Dai Wei-Guo, Dong Liang C, Li Shu, Deng Zhengyu
ALZA Corporation, 1900 Charleston Road, Mountain View, CA 94039, USA.
Int J Pharm. 2008 May 1;355(1-2):31-7. doi: 10.1016/j.ijpharm.2007.12.015. Epub 2007 Dec 23.
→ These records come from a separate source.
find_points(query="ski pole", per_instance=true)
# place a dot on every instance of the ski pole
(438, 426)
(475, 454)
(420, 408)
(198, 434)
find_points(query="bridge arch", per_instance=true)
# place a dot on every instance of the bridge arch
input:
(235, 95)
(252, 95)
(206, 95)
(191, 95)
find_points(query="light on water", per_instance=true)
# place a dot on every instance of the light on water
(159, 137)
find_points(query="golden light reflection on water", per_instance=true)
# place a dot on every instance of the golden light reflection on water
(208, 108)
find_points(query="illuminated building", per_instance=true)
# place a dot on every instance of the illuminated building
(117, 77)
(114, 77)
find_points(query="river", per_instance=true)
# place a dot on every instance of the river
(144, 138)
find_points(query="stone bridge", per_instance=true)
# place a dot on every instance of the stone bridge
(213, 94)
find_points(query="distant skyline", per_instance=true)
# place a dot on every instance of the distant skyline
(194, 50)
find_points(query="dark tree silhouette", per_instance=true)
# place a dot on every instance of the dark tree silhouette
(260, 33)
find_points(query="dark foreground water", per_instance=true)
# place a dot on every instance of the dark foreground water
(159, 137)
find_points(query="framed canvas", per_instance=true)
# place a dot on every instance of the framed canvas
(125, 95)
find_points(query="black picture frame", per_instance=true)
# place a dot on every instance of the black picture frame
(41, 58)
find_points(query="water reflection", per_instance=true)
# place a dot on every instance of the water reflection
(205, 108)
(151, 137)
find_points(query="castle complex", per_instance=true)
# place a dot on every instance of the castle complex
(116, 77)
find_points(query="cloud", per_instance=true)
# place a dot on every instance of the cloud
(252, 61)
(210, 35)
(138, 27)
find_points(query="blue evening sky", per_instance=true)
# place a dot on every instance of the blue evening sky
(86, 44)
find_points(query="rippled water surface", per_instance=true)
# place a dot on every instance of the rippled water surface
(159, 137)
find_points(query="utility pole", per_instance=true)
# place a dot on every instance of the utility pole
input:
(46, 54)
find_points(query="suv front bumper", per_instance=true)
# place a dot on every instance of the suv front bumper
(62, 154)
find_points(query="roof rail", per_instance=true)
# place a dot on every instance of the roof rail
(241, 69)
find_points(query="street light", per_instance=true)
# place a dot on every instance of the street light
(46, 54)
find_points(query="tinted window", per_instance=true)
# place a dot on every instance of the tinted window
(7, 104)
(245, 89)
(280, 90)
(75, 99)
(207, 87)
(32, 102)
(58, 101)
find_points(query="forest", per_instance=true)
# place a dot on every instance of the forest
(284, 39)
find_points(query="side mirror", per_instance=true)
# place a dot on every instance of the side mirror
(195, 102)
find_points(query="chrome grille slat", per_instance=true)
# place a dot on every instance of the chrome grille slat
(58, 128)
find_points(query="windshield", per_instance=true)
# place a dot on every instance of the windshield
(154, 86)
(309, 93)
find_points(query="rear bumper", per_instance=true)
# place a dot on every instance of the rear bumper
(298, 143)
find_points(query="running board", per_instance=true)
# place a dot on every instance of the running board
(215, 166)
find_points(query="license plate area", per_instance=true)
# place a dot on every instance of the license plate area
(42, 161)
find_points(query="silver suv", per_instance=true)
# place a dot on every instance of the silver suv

In this study, we screened surfactants and their combinations at low concentrations as potentially potent inhibitors of drug precipitation in an aqueous medium. Nine surfactants (including Pluronic F127, Pluronic F108, and Pluronic F68) were evaluated at concentrations below their critical micelle concentrations (CMCs) using an in vitro precipitation assay. A model compound used in this study showed a sharp pH-dependent solubility profile and was much more soluble in simulated gastric fluid (SGF) (pH 1.2) than in simulated intestinal fluid (SIF) (pH 7.4). The compound was first dissolved in SGF with each surfactant, and the solutions were dispensed into the wells of a 96-well microtiter plate by a TECAN robot and diluted 10-fold with SIF. After a preset incubation time at room temperature, the solutions were filtrated through a 96-well filter plate, and the compound concentration in the filtrate was measured using an HPLC method. At concentrations below their CMCs, Pluronic F127 and Pluronic F108, but not Pluronic F68, inhibited the compound precipitation in SIF. Combinations of Pluronic F127 or Pluronic F108 with Vitamin E TPGS showed significantly stronger inhibition than the individual surfactants, indicating synergistic effects on inhibition of drug precipitation.
在本研究中,我们筛选了低浓度的表面活性剂及其组合,作为水介质中药物沉淀的潜在有效抑制剂。使用体外沉淀试验,在低于其临界胶束浓度(CMC)的浓度下评估了九种表面活性剂(包括泊洛沙姆F127、泊洛沙姆F108和泊洛沙姆F68)。本研究中使用的模型化合物显示出明显的pH依赖性溶解度曲线,并且在模拟胃液(SGF)(pH 1.2)中的溶解度比在模拟肠液(SIF)(pH 7.4)中高得多。首先将该化合物与每种表面活性剂一起溶解在SGF中,然后通过TECAN机器人将溶液分配到96孔微量滴定板的孔中,并用SIF稀释10倍。在室温下经过预设的孵育时间后,将溶液通过96孔滤板过滤,并使用HPLC方法测量滤液中的化合物浓度。在低于其CMC的浓度下,泊洛沙姆F127和泊洛沙姆F108可抑制SIF中的化合物沉淀,但泊洛沙姆F68则不能。泊洛沙姆F127或泊洛沙姆F108与维生素E TPGS的组合显示出比单独的表面活性剂更强的抑制作用,表明对药物沉淀的抑制具有协同作用。